It’s unknown what exactly this will mean for the plane tree from Protivín, though several other brands that K Brewing has invested in — Malý Rohozec, Svijany and Černá Hora, in particular — are strong small producers with good lines. I certainly do like Platan. It’s the local beer at my in-laws, who live in nearby Písek, and the drive to the brewery gate (above) is one of the prettiest in all of Bohemian beerdom. In warm weather, cyclists, strollers and families from the village head up the allée to the brewery taproom and restaurant. Who doesn’t love plane trees?
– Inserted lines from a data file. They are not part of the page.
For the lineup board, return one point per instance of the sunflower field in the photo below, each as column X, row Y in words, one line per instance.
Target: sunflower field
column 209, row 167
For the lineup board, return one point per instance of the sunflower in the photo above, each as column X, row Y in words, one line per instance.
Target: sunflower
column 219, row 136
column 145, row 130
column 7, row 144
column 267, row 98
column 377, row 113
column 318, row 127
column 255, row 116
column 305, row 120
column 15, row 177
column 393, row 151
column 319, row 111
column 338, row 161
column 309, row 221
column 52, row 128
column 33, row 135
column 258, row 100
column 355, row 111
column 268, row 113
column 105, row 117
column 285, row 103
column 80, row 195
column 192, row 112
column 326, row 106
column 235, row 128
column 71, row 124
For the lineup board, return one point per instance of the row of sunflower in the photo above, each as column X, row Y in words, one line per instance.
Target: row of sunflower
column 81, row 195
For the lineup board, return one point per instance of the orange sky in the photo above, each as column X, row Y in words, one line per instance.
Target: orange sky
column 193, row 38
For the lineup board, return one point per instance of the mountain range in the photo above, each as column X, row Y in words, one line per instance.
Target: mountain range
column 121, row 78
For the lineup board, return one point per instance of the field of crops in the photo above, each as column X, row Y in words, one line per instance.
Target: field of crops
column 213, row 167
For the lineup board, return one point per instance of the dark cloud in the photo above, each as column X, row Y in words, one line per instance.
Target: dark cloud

Of course, it’s not just that the grounds are photogenic: unlike some brands, Platan is not resting on its basic lagers, to coin a phrase, producing a very good standard 11° golden beer, as well as a couple of outside-the-box brews: the creamy and rich 14° Prácheňská Perla, as well as the kicks-like-a-mule Knížecí 21° (with a memory-distorting 10.6% ABV). No, Platan doesn’t yet produce a semi-dark or a wheat beer, as I suggested Budvar should. (And the golden 14°, at least, is in fairly familiar territory. Let’s call that a “next to the box” brew.) But Platan still does produce a more diverse line of beers than many Czech marques, and all at reliably high quality.

High enough to attract interest from a famous name.